ESPR1 is an epithelial cell-type-specific splicing regulator (Warzecha et al., 2009 [PubMed 19285943]). [supplied by OMIM, Aug 2009]

Full Name

Epithelial Splicing Regulatory Protein 1

Research Area

mRNA splicing factor that regulates the formation of epithelial cell-specific isoforms. Specifically regulates the expression of FGFR2-IIIb, an epithelial cell-specific isoform of FGFR2. Also regulates the splicing of CD44, CTNND1, ENAH, 3 transcripts that undergo changes in splicing during the epithelial-to-mesenchymal transition (EMT). Acts by directly binding specific sequences in mRNAs. Binds the GU-rich sequence motifs in the ISE/ISS-3, a cis-element regulatory region present in the mRNA of FGFR2 (PubMed:19285943).

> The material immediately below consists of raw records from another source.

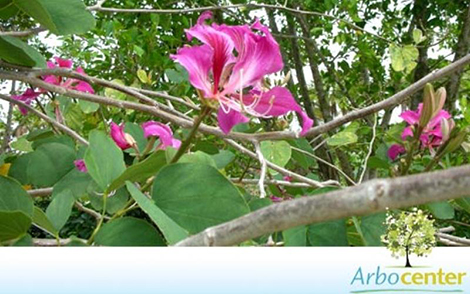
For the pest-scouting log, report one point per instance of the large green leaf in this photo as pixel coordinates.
(171, 230)
(128, 231)
(41, 221)
(13, 224)
(331, 233)
(277, 152)
(16, 51)
(14, 198)
(49, 163)
(140, 171)
(61, 17)
(372, 228)
(197, 196)
(104, 160)
(59, 210)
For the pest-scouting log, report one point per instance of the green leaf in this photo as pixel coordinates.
(87, 106)
(277, 152)
(75, 181)
(7, 9)
(331, 233)
(13, 224)
(342, 138)
(49, 163)
(296, 236)
(141, 171)
(61, 17)
(104, 160)
(41, 221)
(16, 51)
(172, 231)
(373, 227)
(14, 198)
(202, 198)
(59, 210)
(22, 144)
(198, 157)
(441, 210)
(128, 231)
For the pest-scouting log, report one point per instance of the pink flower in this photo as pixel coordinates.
(163, 132)
(80, 165)
(73, 84)
(28, 96)
(432, 133)
(395, 150)
(235, 81)
(122, 139)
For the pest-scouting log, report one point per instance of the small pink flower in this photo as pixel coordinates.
(122, 139)
(395, 150)
(28, 96)
(80, 165)
(432, 133)
(235, 81)
(73, 84)
(163, 132)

Regulates splicing and expression of genes involved in inner ear development, auditory hair cell differentiation, and cell fate specification in the cochlear epithelium (By similarity).

Biological Process

mRNA processing Source: UniProtKB-KW
Regulation of inner ear auditory receptor cell fate specification Source: UniProtKB
Regulation of RNA splicing Source: UniProtKB
RNA splicing Source: UniProtKB-KW

Cellular Location

Nucleus

Involvement in disease

Deafness, autosomal recessive, 109 (DFNB109):
A form of non-syndromic, sensorineural deafness characterized by bilateral, congenital, severe to profound hearing loss. Sensorineural deafness results from damage to the neural receptors of the inner ear, the nerve pathways to the brain, or the area of the brain that receives sound information. DFNB109 affected individuals additionally exhibit vestibular dysplasia, although they do not manifest problems with balance or movement.